In the world's waterways, fish are confronted with endless challenges. For example, they have to defend themselves from predators, evade capture, compete with others for food, deal with the impact of pollution, and contend with a world of microbial life. Researcher and professor Myriam Cotten of The College of William & Mary has been studying fish immunity, and the small molecules that fish produce; in particular, compounds called piscidins that are generated by hybrid striped bass.
"There is a universal theme that organisms produce protective compounds that are co-evolving with the pathogens and the threats they are exposed to," said Cotten. Piscidins are thought to be a kind of host defense peptide (HDP).
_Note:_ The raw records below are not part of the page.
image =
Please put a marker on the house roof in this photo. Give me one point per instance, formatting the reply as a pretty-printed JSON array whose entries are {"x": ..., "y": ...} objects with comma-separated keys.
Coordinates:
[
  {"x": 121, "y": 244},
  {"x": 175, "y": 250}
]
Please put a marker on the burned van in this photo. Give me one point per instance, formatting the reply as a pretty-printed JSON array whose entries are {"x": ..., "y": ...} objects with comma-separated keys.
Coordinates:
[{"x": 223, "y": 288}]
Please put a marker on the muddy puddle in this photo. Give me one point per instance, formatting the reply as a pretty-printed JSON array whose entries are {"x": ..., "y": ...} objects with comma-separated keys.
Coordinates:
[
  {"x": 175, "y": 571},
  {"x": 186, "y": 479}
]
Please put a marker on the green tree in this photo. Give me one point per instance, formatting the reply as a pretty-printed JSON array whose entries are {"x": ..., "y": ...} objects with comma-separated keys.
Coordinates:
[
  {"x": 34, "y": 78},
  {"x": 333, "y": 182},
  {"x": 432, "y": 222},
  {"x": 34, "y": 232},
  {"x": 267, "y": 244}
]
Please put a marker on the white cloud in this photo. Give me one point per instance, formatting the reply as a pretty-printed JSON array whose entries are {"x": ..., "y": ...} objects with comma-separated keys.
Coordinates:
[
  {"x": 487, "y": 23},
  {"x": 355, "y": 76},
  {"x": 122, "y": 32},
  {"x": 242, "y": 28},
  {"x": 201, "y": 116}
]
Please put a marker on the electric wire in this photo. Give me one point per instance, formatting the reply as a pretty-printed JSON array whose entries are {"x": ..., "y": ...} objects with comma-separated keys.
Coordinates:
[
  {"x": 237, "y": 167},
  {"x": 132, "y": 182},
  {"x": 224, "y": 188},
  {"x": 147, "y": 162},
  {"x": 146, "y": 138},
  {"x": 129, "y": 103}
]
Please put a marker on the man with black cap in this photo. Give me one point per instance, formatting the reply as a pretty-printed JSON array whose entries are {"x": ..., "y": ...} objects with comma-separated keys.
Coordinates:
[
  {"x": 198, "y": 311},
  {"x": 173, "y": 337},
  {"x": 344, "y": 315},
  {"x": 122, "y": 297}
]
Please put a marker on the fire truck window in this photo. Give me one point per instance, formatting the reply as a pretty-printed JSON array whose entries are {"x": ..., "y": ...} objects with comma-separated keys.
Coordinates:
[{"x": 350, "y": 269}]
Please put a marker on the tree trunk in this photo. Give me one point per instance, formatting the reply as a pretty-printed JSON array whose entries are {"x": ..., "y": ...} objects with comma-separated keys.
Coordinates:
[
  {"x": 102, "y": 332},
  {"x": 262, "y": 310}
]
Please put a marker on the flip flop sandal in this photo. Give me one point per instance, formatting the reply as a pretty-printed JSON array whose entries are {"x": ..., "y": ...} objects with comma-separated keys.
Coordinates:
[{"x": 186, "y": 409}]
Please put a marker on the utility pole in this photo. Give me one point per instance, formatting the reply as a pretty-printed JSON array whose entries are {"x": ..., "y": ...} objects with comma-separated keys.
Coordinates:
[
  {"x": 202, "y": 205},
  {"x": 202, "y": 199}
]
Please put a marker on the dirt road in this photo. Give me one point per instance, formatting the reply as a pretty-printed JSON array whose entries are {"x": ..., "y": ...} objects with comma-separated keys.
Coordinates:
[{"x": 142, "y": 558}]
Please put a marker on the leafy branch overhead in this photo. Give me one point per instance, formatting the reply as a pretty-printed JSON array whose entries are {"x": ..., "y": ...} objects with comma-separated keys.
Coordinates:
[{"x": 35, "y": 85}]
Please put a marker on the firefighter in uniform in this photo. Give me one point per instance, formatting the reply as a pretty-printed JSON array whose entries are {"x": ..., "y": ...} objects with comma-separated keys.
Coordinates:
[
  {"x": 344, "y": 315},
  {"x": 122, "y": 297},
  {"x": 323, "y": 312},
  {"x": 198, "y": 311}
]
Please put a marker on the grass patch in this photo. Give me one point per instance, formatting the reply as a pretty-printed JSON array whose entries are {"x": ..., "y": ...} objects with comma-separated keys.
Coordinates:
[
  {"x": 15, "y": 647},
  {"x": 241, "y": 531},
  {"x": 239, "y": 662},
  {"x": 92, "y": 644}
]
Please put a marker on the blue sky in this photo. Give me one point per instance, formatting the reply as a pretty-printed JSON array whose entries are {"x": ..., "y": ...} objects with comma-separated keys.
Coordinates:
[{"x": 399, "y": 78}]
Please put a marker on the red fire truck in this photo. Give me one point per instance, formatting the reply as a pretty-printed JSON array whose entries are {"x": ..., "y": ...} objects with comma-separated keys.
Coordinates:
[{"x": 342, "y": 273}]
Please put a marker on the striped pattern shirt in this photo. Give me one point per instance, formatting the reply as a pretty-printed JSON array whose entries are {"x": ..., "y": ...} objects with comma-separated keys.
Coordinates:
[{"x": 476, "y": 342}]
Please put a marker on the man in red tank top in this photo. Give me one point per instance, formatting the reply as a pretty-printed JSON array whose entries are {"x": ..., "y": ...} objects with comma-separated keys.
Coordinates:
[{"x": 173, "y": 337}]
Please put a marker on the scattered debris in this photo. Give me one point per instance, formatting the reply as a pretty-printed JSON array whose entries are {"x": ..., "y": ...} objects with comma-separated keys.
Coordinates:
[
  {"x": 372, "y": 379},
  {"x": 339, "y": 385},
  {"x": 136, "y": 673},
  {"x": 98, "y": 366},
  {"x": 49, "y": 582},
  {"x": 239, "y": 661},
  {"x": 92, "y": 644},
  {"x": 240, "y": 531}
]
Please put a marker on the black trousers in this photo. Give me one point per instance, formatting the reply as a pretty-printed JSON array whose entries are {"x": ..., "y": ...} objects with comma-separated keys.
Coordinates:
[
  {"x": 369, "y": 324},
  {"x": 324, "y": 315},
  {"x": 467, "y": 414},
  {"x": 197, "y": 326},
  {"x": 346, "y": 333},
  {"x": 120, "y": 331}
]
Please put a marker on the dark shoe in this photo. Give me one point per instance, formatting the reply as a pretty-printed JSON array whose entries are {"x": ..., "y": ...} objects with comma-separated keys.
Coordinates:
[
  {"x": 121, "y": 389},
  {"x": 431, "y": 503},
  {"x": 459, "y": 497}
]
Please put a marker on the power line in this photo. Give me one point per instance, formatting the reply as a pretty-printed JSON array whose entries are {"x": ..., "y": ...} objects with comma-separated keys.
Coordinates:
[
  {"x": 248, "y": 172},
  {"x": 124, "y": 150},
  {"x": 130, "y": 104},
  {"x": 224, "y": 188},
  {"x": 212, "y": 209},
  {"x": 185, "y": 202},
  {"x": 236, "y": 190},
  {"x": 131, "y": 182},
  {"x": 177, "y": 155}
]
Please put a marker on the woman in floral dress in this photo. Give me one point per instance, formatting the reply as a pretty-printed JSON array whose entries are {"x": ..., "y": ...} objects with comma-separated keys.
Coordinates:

Researcher and associate professor Alfredo Angeles-Boza of the University of Connecticut told Cotten that piscidins could bind to copper. Copper is known for its antimicrobial properties, producing the term 'contact killing,' and its use has to be carefully regulated in organisms because it can be toxic.
In this work, published in Scientific Reports, the scientists began engineering peptides that could link up with copper in vitro, and identified two that had efficacy against cancer cells.
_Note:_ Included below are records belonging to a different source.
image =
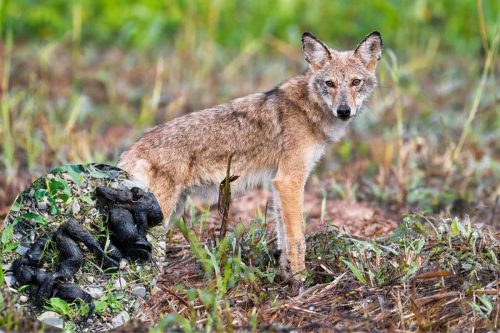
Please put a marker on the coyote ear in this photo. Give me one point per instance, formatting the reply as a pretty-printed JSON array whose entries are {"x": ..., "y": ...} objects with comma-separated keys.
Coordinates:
[
  {"x": 317, "y": 53},
  {"x": 369, "y": 51}
]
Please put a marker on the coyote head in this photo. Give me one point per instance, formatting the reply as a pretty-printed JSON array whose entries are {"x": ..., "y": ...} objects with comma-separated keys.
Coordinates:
[{"x": 341, "y": 81}]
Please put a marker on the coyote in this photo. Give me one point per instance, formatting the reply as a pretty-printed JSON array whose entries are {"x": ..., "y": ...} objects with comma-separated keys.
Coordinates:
[{"x": 277, "y": 135}]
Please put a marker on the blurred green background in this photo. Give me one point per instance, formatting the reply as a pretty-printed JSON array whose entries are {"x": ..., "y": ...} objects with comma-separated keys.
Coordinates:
[
  {"x": 152, "y": 24},
  {"x": 81, "y": 80}
]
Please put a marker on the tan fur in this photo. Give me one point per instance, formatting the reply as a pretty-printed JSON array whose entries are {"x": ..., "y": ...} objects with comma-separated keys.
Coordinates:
[{"x": 277, "y": 135}]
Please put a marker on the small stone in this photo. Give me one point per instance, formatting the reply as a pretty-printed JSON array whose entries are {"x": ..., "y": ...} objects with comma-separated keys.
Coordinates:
[
  {"x": 139, "y": 291},
  {"x": 51, "y": 318},
  {"x": 22, "y": 249},
  {"x": 95, "y": 291},
  {"x": 10, "y": 279},
  {"x": 120, "y": 283},
  {"x": 75, "y": 207},
  {"x": 128, "y": 183},
  {"x": 120, "y": 319}
]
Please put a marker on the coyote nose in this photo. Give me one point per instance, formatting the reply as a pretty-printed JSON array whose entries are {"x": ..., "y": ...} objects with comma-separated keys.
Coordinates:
[{"x": 343, "y": 111}]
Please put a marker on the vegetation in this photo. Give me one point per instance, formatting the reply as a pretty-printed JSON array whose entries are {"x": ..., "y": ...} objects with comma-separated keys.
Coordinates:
[{"x": 80, "y": 80}]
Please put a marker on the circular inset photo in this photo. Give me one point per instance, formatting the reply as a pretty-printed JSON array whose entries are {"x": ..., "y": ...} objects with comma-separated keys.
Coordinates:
[{"x": 80, "y": 247}]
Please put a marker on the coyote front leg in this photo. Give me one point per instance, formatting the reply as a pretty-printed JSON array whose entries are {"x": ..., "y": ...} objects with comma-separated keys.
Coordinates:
[{"x": 289, "y": 196}]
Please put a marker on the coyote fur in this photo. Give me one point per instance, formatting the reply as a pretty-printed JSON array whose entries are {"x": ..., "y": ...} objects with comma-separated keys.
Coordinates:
[{"x": 277, "y": 135}]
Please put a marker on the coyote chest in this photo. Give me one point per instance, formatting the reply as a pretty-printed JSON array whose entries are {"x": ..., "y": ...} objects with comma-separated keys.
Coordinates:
[{"x": 278, "y": 135}]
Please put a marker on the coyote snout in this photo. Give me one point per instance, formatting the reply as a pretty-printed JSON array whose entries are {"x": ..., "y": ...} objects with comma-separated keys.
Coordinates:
[{"x": 278, "y": 135}]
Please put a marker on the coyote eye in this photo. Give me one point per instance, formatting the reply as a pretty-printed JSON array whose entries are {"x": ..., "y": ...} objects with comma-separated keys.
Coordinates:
[{"x": 356, "y": 82}]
HDPs already work against pathogens by disrupting cell membranes. "The peptides can form a helical structure, much like DNA also exists in a helical form. What happens with the binding is that you modify the structure," Cotten explained. "Now you have a disrupted helix, with a [flattened] structure as the head of the peptide and the rest of it actually remains a wrapped helix."
That disrupted helix happens to also be very good at attacking parts of the membranes of bacteria and cancer cells.
When HDPs are given an enhanced ability to bind to copper, they can destroy the cell membranes in a second way, with the copper, which can break bonds between molecules in the cell membranes.
"When you bind the copper to the head of the peptide, you actually allow the head to get into the membrane," she said. "Instead of lying flat on the membrane it now gets deep inside the membrane." The cell membrane has to maintain its integrity, or the life of the cell is threatened.
These peptides aren't quite ready for clinical use because they don't yet leave healthy cells unharmed. But the researchers are hopeful that they can modify them so they can be applied in a targeted, direct way. "For instance, you have to use nanoscience to find a way to surround the peptide with a coating that will bring it to say, cancer cells over healthy cells," suggested Cotten.